When Toll Brothers try to do something here in Brooklyn, they borrow the money somewhere, which means that they are depending on the same banking system that is currently in genuine and very dangerous crisis. The last run on a bank of this sort was in 1929, and if a domino effect takes control over investors, many of these aggressive far-flung banking operations will be without cash.
A bank without cash is a dead entity. It cannot tread water because it has nothing for depositors much less investors.

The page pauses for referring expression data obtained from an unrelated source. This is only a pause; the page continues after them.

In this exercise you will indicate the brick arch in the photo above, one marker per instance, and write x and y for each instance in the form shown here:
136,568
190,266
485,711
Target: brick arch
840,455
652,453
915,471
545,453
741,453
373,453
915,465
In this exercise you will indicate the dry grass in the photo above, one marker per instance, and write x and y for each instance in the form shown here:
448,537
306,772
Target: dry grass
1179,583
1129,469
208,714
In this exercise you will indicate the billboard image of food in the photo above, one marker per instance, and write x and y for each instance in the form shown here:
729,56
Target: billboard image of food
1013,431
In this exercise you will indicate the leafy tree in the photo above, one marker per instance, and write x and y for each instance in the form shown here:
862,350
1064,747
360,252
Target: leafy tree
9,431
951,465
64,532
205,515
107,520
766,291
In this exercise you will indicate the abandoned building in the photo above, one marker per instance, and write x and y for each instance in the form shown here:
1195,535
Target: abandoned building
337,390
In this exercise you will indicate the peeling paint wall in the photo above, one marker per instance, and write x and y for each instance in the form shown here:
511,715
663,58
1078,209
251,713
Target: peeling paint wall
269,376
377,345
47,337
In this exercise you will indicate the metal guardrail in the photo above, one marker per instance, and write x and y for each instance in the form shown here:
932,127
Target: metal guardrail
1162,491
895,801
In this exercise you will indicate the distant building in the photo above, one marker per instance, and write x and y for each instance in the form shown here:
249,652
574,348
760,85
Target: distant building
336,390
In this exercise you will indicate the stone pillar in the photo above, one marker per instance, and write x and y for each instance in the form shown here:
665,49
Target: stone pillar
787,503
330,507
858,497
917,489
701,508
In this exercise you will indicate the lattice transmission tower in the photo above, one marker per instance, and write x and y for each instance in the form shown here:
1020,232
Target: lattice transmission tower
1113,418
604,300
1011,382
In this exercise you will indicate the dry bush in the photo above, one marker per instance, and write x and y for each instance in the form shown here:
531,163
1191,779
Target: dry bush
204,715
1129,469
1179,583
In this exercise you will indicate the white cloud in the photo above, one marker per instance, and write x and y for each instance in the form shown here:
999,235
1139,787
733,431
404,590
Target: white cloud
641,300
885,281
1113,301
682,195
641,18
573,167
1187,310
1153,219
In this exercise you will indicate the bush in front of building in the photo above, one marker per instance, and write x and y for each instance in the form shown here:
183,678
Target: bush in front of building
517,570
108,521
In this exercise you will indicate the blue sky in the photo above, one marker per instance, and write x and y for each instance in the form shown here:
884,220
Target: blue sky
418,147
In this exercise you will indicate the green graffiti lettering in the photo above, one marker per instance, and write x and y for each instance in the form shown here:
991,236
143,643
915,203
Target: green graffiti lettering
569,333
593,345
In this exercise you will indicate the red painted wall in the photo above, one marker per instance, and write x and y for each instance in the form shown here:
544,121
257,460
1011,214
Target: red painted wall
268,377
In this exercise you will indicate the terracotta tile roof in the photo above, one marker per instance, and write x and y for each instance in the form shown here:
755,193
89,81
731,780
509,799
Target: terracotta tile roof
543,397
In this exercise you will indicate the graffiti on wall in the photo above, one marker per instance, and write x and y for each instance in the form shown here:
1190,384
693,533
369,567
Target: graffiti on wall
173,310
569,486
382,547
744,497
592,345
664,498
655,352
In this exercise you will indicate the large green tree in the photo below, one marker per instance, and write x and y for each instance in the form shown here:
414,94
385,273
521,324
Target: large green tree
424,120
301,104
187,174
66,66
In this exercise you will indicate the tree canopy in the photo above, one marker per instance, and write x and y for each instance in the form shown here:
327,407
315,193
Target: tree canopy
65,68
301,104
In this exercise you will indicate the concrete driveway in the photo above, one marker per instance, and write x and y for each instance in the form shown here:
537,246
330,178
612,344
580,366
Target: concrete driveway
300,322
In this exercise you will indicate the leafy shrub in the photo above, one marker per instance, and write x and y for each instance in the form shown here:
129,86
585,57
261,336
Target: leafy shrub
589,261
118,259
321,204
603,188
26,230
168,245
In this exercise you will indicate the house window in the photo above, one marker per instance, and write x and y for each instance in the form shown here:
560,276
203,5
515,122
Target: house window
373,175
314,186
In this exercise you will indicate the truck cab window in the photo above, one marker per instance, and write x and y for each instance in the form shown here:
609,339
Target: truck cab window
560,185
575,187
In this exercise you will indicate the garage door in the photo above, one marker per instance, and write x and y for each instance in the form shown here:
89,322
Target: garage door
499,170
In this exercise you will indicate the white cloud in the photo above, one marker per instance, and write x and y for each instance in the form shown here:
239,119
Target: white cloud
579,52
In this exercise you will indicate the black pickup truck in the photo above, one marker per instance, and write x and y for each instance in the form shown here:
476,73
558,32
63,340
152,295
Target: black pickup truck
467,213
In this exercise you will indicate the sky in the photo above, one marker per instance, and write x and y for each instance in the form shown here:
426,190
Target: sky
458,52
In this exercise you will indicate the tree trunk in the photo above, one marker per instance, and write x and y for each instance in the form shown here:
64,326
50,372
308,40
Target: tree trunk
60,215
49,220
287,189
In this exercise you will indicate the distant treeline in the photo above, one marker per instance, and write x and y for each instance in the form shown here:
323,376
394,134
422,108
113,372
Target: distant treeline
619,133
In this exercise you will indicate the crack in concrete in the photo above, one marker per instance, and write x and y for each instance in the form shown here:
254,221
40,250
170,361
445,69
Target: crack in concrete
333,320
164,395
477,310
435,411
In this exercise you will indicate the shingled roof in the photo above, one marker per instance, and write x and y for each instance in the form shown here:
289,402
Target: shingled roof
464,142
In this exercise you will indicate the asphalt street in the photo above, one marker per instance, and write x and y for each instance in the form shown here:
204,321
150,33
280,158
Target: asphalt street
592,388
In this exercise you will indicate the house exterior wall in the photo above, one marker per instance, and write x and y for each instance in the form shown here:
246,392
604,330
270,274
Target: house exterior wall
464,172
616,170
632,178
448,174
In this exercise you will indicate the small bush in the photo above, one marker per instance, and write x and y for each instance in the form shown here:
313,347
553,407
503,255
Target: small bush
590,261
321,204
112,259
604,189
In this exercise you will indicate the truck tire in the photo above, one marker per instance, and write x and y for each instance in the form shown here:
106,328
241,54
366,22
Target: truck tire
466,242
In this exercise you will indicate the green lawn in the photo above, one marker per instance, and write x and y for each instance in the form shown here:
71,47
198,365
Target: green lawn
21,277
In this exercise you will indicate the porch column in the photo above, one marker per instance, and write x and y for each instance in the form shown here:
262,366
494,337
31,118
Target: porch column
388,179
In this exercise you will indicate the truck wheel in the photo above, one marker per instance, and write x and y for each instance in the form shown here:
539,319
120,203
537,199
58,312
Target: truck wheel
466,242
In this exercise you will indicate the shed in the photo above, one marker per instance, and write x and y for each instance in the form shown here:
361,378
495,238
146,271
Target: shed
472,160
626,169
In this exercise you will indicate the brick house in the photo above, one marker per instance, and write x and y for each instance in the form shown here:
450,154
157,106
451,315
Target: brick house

If a bank is holding a massive amount of worthless paper, like mortgage bonds, they are moving toward the coroner’s slab.
The important thing here is that Chase bailed out Bear Stearns by buying mortgage paper from them backed by the Fed, so while it may look as though BS got shored up, it is really the case that the financial whizzes in and out of government have perpetuated the same stupid system.
Banks should not be investors, and certainly not insurers. They should be conservators of their depositor’s assets. When bankers take a flyer with the public’s money as they did with mortgage paper, the loss is born by their clients who never had a say in the matter. Like many pension funds now, these entities are permitted to gamble with other people’s money. Those people, as in the case of Enron, have to absorb the losses when stupid decisions are made.
Banks are the lifeline of developers, builders, contractors and such so even if the price of real estate holds in NYC as it will relative to the rest of the country; we will take some painful temporary losses. If the idiot banking practices of the last 30 years really come home to roost, that may turn into something that is the modern equivalent of the Depression. If that happens, we will all be very unhappy no matter where you have deposited your assets.
Sorry to be grim, but this administration is not going to address the need to re-regulate banks and put some sort of controls on the sale of mortgages as speculative investments. So we should get ready for a rough ride, though of all the cities in the US, NYC is the most likely to come out in one piece. Most of the value of real property has some genuine base here because there are fewer places to live than people want. That is not likely to change in the foreseeable future.
Of course, if global warming floods us, the value of property will tend to decline rather sharply. What's more you can be sure that no one currently in the White House has any idea what global warming is, nor do they want to be told.